Sunday, September 19, 2004

(Casting in) films

Visiting the Observer’s website this gently grey lunchtime, I was confronted by what I thought was a link to an article but was actually a survey: is Tom Cruise better cast as a goodie or a baddie?

Well, aside from his work as an actor often thankfully dragging him away from his weak–minded, and frankly quite insane adoption of Scientology as a significant influence on the way he practises his life, I reckon that he is better cast as the stereotype he can play intuitively: the flawed goodie. In Eyes Wide Shut, he was a high–powered doctor unable to truly understand his relationship with his wife. Which was pretty much mirrored in reality. ;o) But anyway. On to a film which I saw a couple of nights ago.

The Village (M. Night Shyamalan): aftermath of the night raid

The Village, directed by M. Night Shyamalan, is what I can best describe as an atmosphere–piece on the nature of our fear of the unknown.
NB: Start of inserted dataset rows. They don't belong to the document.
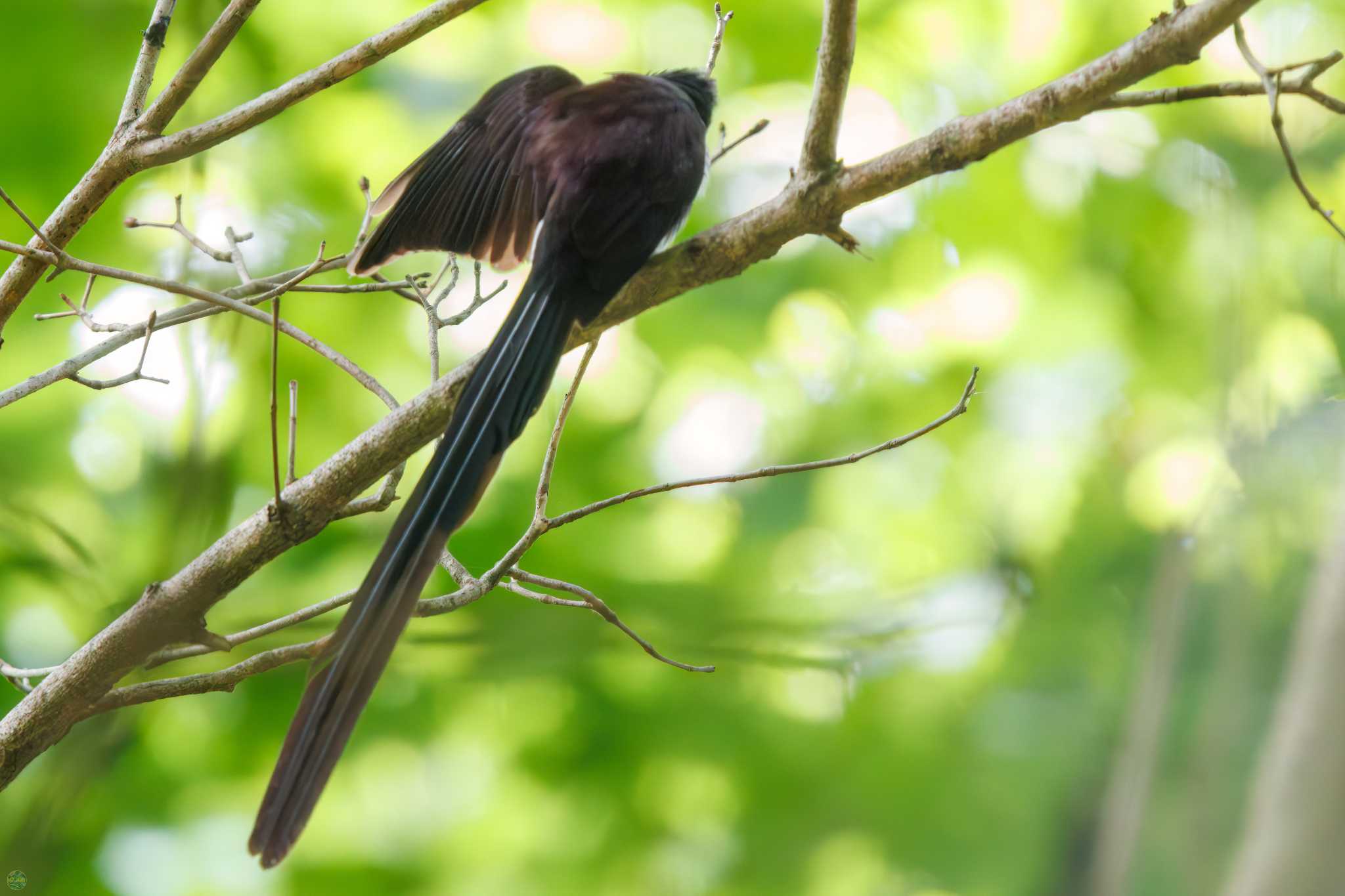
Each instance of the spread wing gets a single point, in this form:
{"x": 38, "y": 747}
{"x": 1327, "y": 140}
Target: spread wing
{"x": 474, "y": 191}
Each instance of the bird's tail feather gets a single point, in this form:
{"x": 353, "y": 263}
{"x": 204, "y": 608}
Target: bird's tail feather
{"x": 503, "y": 391}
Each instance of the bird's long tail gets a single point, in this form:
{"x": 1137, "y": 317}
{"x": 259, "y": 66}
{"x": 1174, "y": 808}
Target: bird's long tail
{"x": 503, "y": 391}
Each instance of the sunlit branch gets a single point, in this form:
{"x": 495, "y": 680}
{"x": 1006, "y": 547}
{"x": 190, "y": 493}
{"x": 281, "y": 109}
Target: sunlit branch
{"x": 1273, "y": 89}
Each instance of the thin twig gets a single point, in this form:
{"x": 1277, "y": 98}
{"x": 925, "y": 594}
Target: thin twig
{"x": 143, "y": 74}
{"x": 544, "y": 484}
{"x": 190, "y": 141}
{"x": 1302, "y": 85}
{"x": 133, "y": 375}
{"x": 598, "y": 606}
{"x": 1277, "y": 123}
{"x": 179, "y": 227}
{"x": 294, "y": 430}
{"x": 191, "y": 73}
{"x": 835, "y": 55}
{"x": 60, "y": 253}
{"x": 753, "y": 131}
{"x": 231, "y": 641}
{"x": 221, "y": 300}
{"x": 958, "y": 410}
{"x": 206, "y": 681}
{"x": 478, "y": 300}
{"x": 275, "y": 382}
{"x": 236, "y": 254}
{"x": 721, "y": 22}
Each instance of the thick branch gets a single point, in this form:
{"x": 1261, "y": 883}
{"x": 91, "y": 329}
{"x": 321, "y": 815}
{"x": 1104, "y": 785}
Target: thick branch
{"x": 174, "y": 609}
{"x": 835, "y": 55}
{"x": 146, "y": 64}
{"x": 271, "y": 104}
{"x": 198, "y": 64}
{"x": 128, "y": 152}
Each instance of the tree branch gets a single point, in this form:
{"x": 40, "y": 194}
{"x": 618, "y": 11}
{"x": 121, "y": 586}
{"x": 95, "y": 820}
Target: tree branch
{"x": 201, "y": 61}
{"x": 173, "y": 610}
{"x": 1302, "y": 85}
{"x": 133, "y": 150}
{"x": 271, "y": 104}
{"x": 835, "y": 55}
{"x": 146, "y": 64}
{"x": 1271, "y": 82}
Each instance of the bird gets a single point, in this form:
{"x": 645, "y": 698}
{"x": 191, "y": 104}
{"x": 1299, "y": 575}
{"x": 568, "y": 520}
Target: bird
{"x": 590, "y": 181}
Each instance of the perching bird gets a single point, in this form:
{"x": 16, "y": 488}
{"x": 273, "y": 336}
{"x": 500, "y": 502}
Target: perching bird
{"x": 607, "y": 172}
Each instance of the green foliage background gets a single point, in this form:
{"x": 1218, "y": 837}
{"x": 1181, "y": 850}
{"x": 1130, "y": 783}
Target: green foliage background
{"x": 925, "y": 660}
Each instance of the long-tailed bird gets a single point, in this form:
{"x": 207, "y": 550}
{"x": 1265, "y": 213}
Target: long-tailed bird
{"x": 602, "y": 175}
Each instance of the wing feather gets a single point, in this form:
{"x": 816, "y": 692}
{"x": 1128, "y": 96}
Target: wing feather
{"x": 474, "y": 191}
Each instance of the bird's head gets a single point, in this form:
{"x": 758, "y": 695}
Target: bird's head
{"x": 697, "y": 88}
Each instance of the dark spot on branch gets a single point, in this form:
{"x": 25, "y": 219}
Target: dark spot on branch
{"x": 156, "y": 33}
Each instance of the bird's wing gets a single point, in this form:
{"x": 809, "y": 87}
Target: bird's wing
{"x": 474, "y": 191}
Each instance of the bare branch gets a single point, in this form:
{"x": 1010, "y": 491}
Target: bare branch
{"x": 1173, "y": 39}
{"x": 294, "y": 430}
{"x": 187, "y": 78}
{"x": 186, "y": 233}
{"x": 275, "y": 381}
{"x": 205, "y": 681}
{"x": 958, "y": 410}
{"x": 171, "y": 610}
{"x": 144, "y": 72}
{"x": 66, "y": 370}
{"x": 129, "y": 152}
{"x": 57, "y": 250}
{"x": 249, "y": 114}
{"x": 236, "y": 254}
{"x": 835, "y": 55}
{"x": 598, "y": 606}
{"x": 1277, "y": 123}
{"x": 478, "y": 300}
{"x": 248, "y": 634}
{"x": 753, "y": 131}
{"x": 1302, "y": 85}
{"x": 544, "y": 485}
{"x": 721, "y": 22}
{"x": 133, "y": 375}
Conventionally, it’s also a thriller, and builds its tension slowly.

Set around the early to mid 1800s, it presents an isolated, almost trappist community in rural America, a small village called Covington whose inhabitants are wary of venturing outside their cleared lands and into the woods for fear of the creatures there. The way it’s filmed and shot, the white–painted clapboard houses which are huddled towards each other in their misty fields seem unenduring, as if they could disappear into thin air at any moment.

And this is the fear of the villagers — that their carefully–built society must be protected. Not only from “Those we don’t speak of” in the woods, but also from the daredevil tactics of a few young men whose games near the woods will anger the creatures therein, and imperil the place’s security. (In a sequence made particularly terrifying because of what we don’t quite see, the creatures move eerily through the village at night, leaving warning–marks on the doors to be discovered in the morning. Shyamalan really makes the audience feel as threatened and polluted as the villagers must be.)
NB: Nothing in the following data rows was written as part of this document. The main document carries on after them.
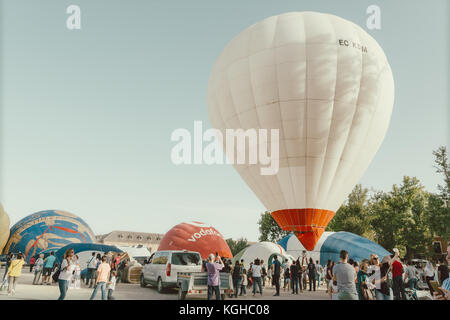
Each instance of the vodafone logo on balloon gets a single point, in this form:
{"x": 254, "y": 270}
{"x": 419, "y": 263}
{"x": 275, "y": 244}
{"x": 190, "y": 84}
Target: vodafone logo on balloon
{"x": 203, "y": 233}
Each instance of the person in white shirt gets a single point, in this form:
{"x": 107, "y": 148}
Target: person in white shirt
{"x": 75, "y": 282}
{"x": 66, "y": 270}
{"x": 38, "y": 267}
{"x": 429, "y": 275}
{"x": 256, "y": 275}
{"x": 112, "y": 285}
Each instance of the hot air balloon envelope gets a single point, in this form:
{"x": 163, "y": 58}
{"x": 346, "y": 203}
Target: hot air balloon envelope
{"x": 50, "y": 229}
{"x": 326, "y": 85}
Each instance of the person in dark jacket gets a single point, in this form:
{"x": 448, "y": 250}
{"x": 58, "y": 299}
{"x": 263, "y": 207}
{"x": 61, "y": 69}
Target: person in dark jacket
{"x": 276, "y": 275}
{"x": 311, "y": 274}
{"x": 294, "y": 277}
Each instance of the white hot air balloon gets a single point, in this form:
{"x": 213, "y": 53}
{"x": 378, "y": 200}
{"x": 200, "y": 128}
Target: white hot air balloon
{"x": 327, "y": 86}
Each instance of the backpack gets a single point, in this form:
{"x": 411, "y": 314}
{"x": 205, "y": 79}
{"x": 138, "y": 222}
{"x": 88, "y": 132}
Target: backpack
{"x": 55, "y": 275}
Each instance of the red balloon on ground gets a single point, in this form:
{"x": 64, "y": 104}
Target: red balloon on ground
{"x": 196, "y": 236}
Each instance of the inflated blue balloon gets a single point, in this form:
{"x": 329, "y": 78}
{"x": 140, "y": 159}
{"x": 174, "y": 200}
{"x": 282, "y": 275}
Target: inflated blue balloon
{"x": 49, "y": 229}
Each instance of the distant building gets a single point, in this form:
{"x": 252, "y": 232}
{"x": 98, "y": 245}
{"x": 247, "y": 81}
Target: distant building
{"x": 127, "y": 239}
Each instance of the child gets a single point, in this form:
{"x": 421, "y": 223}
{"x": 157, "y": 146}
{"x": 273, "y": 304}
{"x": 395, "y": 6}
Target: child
{"x": 243, "y": 282}
{"x": 287, "y": 278}
{"x": 112, "y": 285}
{"x": 334, "y": 290}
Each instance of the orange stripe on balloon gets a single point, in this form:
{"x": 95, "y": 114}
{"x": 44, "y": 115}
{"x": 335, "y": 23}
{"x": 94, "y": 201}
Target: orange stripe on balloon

The Elders are perhaps the best–cast group of actors in this refined celluloid tableau: Brendan Gleeson is superb as a troubled, gently sardonic, but oddly worldly village leader (those italics are there for a reason), and William Hurt plays the oddly calm leading Elder who ultimately kickstarts the trademark ‘Shyamalan Twist’ - that overturning of all our expectations in order to explain everything that’s happened. And what a twist it is!

Not wanting to provide blatant spoilers, I’ll move to a few final observations / worries: Joaquin Phoenix and Adrien Brody are miscast. Phoenix should never have been in this film in the first place - it’s not that he annoys, but rather that he doesn’t add anything to the experience. Adrien Brody, on the other hand, is an actor whose talents extend far beyond the narrow confines of his gibbering, ‘Village idiot’ character, and as such he’s wasted.

In this film I see Shyamalan moving away from the refreshing and demanding single–character–centricity of his earlier work, and towards a more general tableau of tension. It’s good to see his trademark colour–coding is still present. And this time, his cameo appearance thankfully doesn’t intrude too much. ;o) Heh.

So, for making a film which chillingly [spoilers ahead!] and intelligently examines the ways in which fear of the unknown can influence us all, especially modern–dayAmerica!, and for making it more metaphorical than goosebumpy, I’ll give Shyamalan 3.5 out of 5.